Benjamin is agitated and in constant motion. Walter Lee longs for what he cannot have, and fails to see what anyone around him needs or wants, because he is so caught up in what is out of his reach. Benjamin transforms himself several times during the play, and each change is credible and authentic.

Adrianna Jones creates a Beneatha Younger who is the mirror image of her brother when it comes to taut, wound-up energy. She is driven by a dream and by an idealism fueled by ideas that the world can be cured. She is serious and intense, but has the same frenetic energy as her brother when bickering or dancing.

Gladys DeVane as Lena, the matriarch of the family, lacked the vocal power of the other actors throughout the first act, making her difficult to hear except when she raised her voice to scold someone. She did get stronger in the second act, but important speeches such as the one about her husband were lost because they lacked clarity and volume.

Quinten Simonson was adorable as the young Travis, who saw more of his family's woes than they gave him credit for, and served as a catalyst at several key moments. Simonson was bright, moved well and spoke with a clear, loud voice.

Director Warren Bowles made sure this long play ran tightly and kept it well-paced. There were never any dead moments - even the quiet ones were taut with energy and emotion. Actors spoke over each other without losing clarity the way a real family would speak to each other. Bowles brought important moments down front while still using the depth of this large proscenium stage.

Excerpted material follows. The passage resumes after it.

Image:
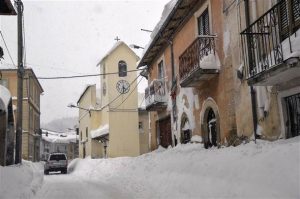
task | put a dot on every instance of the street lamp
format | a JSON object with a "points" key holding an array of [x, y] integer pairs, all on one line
{"points": [[136, 46]]}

Costume designer Leah Hummel worked the dual role of providing costumes that were appropriately period and that fed into the changing emotions and tensions of the play. This was especially true of Walter Lee's costuming, where we see the change in his hopes and dreams by not only what he is wearing, but how he wears it in any given scene.

Scenic designer Micah J. Maatman creates the entire shared space of the apartment with windows, doors, and kitchen. He worked with lighting designer Erik Alberg to create a back bedroom that lit when people entered it and was available for specials at key moments.

Rounding out the cast were several non-family members who affect the family. Among these, Seun Soyemi as Joseph Asagi was notable for the way he was able to inspire Beneatha, especially when she was at her most despondent. He has a believable passion that shows us a dreamer who is not yet embittered or worn down.

Glen Forbes is Karl Linder, the man who must spew racism with a friendly smile on his face. He's able to deliver the offensive lines without becoming a caricature or indulging in overt villain-like choices.

"A Raisin in the Sun" remains a classic because underneath the story of the black struggle in Middle America, there is a story of the working class who strives for that middle class status without ever quite making it there for long.


'A Raisin in the Sun'

Hope Summer Repertory Theatre at Knickerbocker Theatre, 86 E. Eighth St., Holland. Through July 1. 2 hours, 21 minutes. $15-24. 616-395-7890.